Tracking the paths that particles have taken within the collider is a very challenging problem. The particles leave traces in the layers of detectors which the physicists then have to reconstruct to deduce the pathway. Each detector could be measuring tens of thousands of traces coming from thousands of particles, and the task is to find out which traces belong to which particle. This is clearly near impossible to do using brute force, so researchers have simplified the problem. They assume that the particle in question began where a collision happened and that it moved in a helical path (helical because they are charged particles traveling through a magnetic field). However, Daniel pointed out that these assumptions limit our ability to discover things that violate said assumptions. For example, particle physicists have realised that particles don’t always originate at the collision point.

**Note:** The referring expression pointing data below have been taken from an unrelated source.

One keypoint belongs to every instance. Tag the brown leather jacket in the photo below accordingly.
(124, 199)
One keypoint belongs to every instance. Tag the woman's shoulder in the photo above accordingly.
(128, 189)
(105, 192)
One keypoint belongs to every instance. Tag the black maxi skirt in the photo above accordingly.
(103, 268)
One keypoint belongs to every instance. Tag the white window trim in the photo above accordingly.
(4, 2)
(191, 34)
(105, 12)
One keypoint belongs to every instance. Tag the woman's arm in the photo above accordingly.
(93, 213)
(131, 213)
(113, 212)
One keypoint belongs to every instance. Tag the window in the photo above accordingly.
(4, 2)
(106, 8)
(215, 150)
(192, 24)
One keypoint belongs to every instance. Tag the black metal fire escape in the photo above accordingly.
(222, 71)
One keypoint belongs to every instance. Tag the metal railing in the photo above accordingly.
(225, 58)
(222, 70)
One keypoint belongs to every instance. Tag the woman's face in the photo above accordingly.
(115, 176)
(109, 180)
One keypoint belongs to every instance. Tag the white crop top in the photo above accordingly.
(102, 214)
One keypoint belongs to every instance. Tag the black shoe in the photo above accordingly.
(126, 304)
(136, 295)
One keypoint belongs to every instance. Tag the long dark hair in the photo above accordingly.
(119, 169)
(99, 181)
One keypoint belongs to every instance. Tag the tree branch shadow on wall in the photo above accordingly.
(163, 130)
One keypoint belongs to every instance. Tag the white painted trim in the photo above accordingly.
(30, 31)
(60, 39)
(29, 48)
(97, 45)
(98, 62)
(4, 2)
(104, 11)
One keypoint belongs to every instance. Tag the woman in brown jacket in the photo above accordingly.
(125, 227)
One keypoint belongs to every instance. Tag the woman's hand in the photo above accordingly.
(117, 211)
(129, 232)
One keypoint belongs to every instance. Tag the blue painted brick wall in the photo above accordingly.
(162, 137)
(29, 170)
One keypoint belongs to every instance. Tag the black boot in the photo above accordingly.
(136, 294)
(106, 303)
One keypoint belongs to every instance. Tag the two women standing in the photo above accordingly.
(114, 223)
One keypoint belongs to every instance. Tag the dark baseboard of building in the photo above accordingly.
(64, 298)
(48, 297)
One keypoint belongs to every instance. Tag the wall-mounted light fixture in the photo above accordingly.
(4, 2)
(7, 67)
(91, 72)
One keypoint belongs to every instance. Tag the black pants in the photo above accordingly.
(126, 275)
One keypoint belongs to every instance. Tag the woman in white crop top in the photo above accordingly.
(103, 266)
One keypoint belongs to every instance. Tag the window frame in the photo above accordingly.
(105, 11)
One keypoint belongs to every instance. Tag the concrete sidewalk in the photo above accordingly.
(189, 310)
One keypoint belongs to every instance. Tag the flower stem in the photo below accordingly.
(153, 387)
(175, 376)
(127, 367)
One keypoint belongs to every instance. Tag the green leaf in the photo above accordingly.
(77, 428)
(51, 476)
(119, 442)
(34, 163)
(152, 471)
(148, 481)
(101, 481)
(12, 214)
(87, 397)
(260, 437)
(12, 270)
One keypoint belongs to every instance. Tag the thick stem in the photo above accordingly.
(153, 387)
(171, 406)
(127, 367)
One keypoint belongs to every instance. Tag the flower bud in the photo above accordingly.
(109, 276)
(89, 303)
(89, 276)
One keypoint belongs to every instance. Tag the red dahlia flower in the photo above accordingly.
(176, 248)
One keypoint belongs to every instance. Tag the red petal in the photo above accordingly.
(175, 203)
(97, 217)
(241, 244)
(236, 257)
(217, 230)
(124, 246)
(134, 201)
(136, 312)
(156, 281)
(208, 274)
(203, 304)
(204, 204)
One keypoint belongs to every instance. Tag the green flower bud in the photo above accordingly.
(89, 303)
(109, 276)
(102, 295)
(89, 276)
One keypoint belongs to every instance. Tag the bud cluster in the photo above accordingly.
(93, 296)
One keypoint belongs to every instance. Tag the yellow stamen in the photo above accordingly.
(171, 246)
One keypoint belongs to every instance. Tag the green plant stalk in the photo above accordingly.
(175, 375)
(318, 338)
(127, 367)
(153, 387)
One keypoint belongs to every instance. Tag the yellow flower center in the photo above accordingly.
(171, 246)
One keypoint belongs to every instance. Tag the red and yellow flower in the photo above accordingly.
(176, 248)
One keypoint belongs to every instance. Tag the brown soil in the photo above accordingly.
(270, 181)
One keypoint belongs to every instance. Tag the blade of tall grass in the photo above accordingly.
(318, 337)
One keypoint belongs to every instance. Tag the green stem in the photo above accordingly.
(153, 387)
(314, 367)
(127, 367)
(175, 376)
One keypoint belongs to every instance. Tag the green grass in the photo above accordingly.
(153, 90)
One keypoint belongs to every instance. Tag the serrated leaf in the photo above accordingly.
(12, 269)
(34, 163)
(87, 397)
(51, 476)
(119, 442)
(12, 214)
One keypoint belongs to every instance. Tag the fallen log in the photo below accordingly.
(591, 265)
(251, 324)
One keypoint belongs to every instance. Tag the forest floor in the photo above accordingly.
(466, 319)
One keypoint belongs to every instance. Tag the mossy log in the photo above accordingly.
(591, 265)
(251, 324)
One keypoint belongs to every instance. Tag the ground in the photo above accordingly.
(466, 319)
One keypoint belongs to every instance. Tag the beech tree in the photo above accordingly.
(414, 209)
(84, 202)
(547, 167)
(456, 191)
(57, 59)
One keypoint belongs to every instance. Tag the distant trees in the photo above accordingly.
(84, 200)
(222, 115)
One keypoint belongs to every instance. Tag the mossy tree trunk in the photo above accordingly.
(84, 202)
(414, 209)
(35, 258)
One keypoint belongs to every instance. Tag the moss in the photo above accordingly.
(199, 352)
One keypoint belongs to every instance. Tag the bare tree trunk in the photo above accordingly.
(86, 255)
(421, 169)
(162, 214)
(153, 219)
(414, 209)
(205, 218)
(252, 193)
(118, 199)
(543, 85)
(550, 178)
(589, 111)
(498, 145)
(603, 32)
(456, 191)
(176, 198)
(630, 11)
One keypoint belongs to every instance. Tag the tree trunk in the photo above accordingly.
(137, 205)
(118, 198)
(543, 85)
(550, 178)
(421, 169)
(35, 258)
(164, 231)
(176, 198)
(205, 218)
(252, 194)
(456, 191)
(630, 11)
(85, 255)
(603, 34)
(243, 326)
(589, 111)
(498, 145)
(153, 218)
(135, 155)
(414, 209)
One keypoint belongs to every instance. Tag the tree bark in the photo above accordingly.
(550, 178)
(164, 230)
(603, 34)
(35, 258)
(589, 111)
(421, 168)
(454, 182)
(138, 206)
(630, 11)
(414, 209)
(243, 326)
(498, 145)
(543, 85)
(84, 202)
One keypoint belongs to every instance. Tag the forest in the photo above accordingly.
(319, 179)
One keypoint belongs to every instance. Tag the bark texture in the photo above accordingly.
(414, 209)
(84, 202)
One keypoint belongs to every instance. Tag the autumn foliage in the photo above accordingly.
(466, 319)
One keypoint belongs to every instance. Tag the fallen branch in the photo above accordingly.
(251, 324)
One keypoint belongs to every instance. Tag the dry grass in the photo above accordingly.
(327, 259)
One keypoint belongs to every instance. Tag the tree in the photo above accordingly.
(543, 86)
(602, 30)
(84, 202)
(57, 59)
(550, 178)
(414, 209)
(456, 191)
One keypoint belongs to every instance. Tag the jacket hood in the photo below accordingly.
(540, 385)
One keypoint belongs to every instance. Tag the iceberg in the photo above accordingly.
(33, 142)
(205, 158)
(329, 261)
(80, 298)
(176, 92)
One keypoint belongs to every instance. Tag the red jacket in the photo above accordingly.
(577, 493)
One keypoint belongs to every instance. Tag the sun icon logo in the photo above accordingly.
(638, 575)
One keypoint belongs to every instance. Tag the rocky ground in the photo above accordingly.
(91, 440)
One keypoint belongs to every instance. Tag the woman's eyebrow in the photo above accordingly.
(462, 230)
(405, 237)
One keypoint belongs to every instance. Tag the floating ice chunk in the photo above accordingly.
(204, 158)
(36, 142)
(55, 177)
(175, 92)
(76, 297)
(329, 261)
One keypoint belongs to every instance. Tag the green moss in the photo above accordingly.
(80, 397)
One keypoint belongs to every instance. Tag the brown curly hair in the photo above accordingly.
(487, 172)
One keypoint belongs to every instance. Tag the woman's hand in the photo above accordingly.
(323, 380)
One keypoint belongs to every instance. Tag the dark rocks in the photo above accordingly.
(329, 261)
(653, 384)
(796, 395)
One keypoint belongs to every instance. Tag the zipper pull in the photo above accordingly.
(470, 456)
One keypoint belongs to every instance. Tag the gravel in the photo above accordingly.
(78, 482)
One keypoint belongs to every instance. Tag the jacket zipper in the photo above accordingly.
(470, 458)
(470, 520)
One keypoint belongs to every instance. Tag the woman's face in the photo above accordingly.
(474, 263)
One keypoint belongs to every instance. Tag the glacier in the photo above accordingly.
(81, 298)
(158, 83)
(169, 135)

What Daniel is most interested in, however, is the other assumption – that particles have to move in helices. This is deeply embedded in the current algorithms – the particle path is assumed, there are a few candidate hits, and the trajectory is fitted to that. That trajectory is then propagated forward where there is a search for the next hit. This is a powerful method because, if you have an idea of where the particle went, it narrows down your search significantly. On the other hand, it means the trajectory is assumed to be a helix. But what if it isn’t? There could be all kinds of discoveries already in the data, but because the processing only allows for helical paths these are being missed.

Daniel is hoping that machine learning can help with data analysis of non-helical paths, and believes that graph neural networks are the way forward. Colleagues at CERN have developed a method that separates the finding of a particle and the fitting of that particle to a certain path. The network learns a mapping from the physical space of the hits to a latent space, with particles from the same track being near each other in that latent space. The network can fit to a particular path (be that helical or otherwise) by being trained on examples of those path types.

So which particles don’t move in a helical path? One example are quirks, which are theoretical particles predicted to have an oscillating path. Daniel has worked on a theoretical project to use the tracking method described above and trained it on quirks, rather than standard model helices. In simulations that the team ran, they did indeed find quirks. They then generalised their model to identify any kind of smooth path. The ultimate goal is to find something new and unexpected that has not even been theorised before. It will be fascinating to see how developments play out and if machine learning will help unlock the discovery of new particles.